Since April, some friends and I have been teaching English Language Learning classes to a Congolese refugee community in Nashville with G.O.D. Intl’s Immigrant and Refugee Program. At the end of our first 8-week cycle, we asked the students for feedback on what they would like to learn next. One man, a father of 7 and French and Swahili teacher, said, “I would like to learn the English alphabet. If my wife has to go to the hospital, and they ask me her name, I want to be able to spell it.” A very valid point, one that immediately silenced me. Regardless of what lessons we may have wanted to move on to, it was clear: they needed to know the alphabet. Many others in the class echoed this request.
So we taught them the English alphabet, the letter names and their sounds. During one lesson, I worked with the man’s wife, teaching her how to spell her name. At some point, the man came over and started working with us. I stood between this couple in their 50s, listening to him say each letter, and her repeat after him. Again I was speechless as my eyes filled with tears, witnessing the humility of this family, displaced from their homeland over a decade earlier, learning a new language yet again.
All of the people in the class know many languages: their mother tongue (first language) and its multiple dialects, French (Congo’s official language), and Kiswahili (lingua franca of East Africa). Many of them know other languages as well, as they were refugees in countries surrounding the Congo for a decade or more prior to immigrating to the US.
As for me, I know English, and I’m learning Kiswahili. While a goal of ours is to teach them the English language and culture so as to be able to function in this society, another goal is to dignify them, and speaking Kiswahili with them is one way (among many) of doing this.
Classes always begin with a song and end with a prayer. We all recognize God’s nearness and so we give thanks. The first time we asked one of the students to pray to close, he looked at me and said, “In my mother tongue?!” I said, “Yes!” He smiled gently, excited and relieved to thank God with the words he knows best.

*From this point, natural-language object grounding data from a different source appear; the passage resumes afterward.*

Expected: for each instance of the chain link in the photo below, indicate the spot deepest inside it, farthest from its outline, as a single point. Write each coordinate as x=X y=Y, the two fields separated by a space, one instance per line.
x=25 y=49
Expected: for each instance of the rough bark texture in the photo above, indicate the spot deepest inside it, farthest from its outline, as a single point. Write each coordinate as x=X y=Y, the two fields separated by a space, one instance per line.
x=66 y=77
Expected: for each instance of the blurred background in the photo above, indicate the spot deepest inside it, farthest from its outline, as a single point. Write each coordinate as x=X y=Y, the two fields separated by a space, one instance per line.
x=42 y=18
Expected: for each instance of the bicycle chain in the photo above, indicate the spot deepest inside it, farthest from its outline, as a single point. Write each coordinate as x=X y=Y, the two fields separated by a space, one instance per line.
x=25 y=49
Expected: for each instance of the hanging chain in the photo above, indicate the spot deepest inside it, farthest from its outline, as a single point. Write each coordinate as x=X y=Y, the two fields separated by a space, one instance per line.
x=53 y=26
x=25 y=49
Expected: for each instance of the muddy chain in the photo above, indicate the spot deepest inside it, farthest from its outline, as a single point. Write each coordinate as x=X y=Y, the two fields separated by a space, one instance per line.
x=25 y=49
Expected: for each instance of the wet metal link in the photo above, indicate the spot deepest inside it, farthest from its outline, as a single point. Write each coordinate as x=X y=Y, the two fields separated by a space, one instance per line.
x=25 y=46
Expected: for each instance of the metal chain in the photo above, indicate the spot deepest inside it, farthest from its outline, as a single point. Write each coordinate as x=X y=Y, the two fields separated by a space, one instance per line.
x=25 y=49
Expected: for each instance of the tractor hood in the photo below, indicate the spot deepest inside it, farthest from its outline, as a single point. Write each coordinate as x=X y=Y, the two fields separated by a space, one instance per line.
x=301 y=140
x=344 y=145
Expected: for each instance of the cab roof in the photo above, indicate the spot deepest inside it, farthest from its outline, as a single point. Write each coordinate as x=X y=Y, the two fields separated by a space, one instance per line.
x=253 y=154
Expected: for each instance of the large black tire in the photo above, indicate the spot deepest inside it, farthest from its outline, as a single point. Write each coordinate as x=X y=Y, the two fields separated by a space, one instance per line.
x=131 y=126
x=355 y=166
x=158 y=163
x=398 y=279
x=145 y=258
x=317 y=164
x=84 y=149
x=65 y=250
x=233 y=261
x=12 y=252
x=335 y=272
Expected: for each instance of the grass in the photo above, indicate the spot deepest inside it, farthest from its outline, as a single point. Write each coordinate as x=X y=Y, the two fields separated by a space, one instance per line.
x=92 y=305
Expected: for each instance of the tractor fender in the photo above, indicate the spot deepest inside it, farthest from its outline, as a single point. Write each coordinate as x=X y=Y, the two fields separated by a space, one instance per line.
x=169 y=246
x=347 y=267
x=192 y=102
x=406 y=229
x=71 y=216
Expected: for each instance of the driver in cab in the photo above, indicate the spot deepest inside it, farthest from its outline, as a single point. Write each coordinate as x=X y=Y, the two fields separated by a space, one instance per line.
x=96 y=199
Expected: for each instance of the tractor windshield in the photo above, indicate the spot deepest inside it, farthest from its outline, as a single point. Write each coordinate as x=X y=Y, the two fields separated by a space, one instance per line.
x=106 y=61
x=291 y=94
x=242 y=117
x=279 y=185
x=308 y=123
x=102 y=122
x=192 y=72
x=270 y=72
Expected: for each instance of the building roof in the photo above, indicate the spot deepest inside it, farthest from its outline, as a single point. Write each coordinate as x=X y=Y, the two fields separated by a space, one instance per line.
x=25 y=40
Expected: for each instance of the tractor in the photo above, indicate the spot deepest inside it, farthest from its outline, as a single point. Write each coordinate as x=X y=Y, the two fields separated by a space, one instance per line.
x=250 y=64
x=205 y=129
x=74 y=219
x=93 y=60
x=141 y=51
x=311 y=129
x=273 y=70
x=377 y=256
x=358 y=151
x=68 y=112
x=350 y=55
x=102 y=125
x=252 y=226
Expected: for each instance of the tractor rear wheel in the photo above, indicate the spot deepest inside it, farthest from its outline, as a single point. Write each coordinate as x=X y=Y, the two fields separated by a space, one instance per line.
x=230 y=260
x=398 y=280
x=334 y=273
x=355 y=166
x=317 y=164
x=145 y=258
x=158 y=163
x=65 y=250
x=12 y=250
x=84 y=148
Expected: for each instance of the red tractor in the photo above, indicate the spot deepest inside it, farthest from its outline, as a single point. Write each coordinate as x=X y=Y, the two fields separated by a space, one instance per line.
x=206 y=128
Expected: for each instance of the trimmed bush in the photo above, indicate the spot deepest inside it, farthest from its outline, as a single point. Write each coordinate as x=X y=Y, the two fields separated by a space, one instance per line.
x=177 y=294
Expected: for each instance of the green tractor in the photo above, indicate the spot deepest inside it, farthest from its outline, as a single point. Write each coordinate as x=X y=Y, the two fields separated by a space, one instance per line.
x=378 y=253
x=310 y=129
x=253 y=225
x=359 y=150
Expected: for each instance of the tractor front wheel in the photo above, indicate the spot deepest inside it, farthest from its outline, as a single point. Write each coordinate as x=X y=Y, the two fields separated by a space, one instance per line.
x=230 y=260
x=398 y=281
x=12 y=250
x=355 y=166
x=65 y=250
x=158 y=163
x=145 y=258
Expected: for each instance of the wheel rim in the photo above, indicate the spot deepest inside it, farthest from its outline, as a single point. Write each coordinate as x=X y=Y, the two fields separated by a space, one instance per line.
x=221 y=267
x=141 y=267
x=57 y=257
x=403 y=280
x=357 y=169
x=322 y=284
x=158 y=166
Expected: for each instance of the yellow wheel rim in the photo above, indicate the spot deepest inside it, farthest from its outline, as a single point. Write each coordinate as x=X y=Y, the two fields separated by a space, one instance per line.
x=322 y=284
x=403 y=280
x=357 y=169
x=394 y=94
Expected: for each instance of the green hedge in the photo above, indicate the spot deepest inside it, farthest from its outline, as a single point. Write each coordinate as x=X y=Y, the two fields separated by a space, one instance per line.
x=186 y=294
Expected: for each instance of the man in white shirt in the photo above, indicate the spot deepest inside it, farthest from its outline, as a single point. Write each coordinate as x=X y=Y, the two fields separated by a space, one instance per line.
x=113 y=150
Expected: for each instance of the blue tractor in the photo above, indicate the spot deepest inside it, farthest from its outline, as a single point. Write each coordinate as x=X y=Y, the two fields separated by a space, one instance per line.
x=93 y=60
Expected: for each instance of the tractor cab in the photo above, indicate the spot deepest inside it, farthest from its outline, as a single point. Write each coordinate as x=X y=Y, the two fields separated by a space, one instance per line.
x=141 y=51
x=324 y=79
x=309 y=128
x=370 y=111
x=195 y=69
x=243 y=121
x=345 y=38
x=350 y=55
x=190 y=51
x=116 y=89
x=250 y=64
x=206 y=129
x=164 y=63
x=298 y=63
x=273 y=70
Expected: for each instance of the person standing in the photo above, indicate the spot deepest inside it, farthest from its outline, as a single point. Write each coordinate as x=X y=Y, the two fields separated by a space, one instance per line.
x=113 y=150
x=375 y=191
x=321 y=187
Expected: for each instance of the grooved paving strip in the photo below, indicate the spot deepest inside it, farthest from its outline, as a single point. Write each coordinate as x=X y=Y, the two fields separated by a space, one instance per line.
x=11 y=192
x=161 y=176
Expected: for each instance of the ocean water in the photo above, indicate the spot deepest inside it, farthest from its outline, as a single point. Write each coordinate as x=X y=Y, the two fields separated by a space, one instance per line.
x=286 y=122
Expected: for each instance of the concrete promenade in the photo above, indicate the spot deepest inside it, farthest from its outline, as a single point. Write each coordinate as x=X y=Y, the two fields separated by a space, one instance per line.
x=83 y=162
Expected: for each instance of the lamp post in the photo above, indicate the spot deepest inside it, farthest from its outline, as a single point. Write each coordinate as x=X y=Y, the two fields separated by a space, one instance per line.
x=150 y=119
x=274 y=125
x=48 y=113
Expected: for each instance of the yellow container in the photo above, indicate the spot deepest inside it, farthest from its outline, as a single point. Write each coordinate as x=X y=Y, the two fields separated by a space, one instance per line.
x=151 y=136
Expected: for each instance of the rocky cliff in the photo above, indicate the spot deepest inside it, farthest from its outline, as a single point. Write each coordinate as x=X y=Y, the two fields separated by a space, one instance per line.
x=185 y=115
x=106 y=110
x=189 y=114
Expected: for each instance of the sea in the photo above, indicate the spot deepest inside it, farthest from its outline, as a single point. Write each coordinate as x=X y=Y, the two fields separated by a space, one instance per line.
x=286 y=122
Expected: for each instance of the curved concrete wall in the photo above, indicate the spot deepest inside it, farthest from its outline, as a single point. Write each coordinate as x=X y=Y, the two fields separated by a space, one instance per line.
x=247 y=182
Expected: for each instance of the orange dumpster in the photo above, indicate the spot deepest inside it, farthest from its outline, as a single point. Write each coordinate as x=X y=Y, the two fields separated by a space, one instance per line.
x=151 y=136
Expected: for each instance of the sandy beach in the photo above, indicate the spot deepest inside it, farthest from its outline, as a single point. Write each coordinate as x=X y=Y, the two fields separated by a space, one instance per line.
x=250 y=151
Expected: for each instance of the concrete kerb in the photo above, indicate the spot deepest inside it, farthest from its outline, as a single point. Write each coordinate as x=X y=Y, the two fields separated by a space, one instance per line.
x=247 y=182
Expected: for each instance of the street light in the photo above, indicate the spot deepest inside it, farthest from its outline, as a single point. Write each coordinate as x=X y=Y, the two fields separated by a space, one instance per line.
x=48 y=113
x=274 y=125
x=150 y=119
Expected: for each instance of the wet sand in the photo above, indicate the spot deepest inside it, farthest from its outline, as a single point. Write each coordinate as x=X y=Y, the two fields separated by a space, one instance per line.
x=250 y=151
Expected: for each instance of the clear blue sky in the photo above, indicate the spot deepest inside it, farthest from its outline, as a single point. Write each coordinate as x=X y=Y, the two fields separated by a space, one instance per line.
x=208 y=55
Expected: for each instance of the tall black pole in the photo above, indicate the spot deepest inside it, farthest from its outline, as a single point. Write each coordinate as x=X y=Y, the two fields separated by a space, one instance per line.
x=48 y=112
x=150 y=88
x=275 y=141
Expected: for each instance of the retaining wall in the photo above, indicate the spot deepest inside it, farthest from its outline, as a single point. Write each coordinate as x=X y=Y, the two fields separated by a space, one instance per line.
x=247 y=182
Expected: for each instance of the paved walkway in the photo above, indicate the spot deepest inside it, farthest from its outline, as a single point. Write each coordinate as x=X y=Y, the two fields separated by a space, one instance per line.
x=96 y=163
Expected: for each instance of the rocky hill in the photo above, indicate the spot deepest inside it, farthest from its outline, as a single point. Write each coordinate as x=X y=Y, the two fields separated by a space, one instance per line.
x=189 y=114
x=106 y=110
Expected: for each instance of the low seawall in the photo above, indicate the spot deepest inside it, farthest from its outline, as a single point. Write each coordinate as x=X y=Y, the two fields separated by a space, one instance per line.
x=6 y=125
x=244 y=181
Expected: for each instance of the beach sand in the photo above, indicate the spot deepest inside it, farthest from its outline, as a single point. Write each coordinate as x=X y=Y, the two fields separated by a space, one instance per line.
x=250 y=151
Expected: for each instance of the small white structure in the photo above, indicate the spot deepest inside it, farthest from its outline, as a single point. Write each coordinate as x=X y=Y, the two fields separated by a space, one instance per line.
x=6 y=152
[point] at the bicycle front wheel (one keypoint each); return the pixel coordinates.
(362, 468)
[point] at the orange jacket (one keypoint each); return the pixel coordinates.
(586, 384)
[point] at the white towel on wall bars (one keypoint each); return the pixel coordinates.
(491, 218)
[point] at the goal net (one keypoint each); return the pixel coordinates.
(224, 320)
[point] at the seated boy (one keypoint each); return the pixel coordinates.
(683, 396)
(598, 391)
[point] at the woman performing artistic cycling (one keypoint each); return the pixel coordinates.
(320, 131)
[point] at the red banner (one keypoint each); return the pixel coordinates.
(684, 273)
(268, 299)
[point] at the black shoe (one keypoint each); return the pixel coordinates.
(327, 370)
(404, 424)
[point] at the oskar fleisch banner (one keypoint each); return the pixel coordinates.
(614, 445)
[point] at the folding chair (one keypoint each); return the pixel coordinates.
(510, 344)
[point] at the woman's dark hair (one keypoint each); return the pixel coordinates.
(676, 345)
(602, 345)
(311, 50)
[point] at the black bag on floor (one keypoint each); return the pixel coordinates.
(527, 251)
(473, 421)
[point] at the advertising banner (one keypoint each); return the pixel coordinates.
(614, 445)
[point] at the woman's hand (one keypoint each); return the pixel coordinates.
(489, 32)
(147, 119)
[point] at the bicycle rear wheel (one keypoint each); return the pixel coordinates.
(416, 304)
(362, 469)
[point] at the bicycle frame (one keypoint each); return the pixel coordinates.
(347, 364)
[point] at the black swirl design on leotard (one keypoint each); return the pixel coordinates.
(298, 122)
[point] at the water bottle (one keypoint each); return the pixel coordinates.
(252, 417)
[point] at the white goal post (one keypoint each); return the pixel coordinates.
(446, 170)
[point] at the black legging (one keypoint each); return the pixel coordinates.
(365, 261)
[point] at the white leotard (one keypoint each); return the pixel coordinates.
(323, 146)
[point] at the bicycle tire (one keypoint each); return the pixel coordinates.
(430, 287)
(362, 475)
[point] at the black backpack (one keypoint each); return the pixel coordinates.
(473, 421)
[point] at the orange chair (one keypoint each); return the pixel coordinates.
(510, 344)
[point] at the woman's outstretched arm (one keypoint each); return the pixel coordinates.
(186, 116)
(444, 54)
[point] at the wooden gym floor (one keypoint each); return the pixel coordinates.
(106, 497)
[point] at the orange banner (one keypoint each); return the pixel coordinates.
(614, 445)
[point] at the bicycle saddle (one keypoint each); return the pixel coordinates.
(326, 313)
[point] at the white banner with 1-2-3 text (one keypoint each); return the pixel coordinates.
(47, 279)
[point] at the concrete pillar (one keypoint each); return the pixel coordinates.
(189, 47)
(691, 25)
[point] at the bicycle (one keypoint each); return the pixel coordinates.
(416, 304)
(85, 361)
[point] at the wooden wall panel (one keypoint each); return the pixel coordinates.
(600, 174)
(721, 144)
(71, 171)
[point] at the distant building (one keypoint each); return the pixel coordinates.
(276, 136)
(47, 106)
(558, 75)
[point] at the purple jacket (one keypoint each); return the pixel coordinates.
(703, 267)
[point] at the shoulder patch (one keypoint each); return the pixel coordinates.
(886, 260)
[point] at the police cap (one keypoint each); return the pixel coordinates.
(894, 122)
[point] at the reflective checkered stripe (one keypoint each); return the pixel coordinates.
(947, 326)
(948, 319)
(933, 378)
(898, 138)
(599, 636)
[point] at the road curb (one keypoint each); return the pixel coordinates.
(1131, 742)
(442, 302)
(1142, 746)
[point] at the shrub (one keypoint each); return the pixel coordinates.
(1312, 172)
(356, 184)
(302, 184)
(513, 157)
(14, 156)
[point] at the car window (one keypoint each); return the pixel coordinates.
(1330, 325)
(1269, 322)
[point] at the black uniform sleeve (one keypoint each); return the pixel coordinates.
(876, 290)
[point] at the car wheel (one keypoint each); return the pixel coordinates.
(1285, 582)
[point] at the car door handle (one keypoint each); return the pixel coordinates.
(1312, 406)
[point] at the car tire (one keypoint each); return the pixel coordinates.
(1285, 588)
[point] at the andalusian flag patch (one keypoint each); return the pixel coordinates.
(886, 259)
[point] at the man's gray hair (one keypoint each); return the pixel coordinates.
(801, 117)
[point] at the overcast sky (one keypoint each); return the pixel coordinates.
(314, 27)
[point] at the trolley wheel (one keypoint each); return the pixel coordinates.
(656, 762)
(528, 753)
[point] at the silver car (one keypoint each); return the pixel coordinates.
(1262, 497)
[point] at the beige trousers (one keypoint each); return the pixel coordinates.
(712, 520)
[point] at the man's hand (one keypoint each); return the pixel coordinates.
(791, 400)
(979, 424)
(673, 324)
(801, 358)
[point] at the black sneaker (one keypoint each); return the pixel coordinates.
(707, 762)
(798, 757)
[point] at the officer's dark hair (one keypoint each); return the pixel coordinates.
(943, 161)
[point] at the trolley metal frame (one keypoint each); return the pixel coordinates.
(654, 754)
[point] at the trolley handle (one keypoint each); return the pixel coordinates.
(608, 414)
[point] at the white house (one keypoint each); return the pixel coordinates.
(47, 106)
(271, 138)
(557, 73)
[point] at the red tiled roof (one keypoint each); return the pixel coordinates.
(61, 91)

Most weeks after praying, a couple of people volitionally stand up to testify to their experiences--that just a few months after arriving in the US, they’ve been met by people willing to come to them and offer this service to them so they could be welcomed. They speak of joy (“just to see your faces”) and gratitude (“for seeing in us what we can’t see ourselves”). They always touch my heart--I don’t anticipate it and I can’t recover from it--it’s life-changing. They too have gifted me more joy than I can express. I’m so thankful we’ve been able to offer them safe space and friendship in the midst of our largely unforgiving society. And I’m so blessed and humbled to have found a place in their hearts. God may we not miss the lessons they have for us.
Global displacement has risen to 70.8 million (25.9 million refugees, 41 million internally displaced persons, and 3.5 million asylum seekers). Please pray and consider how you could help displaced communities where you live.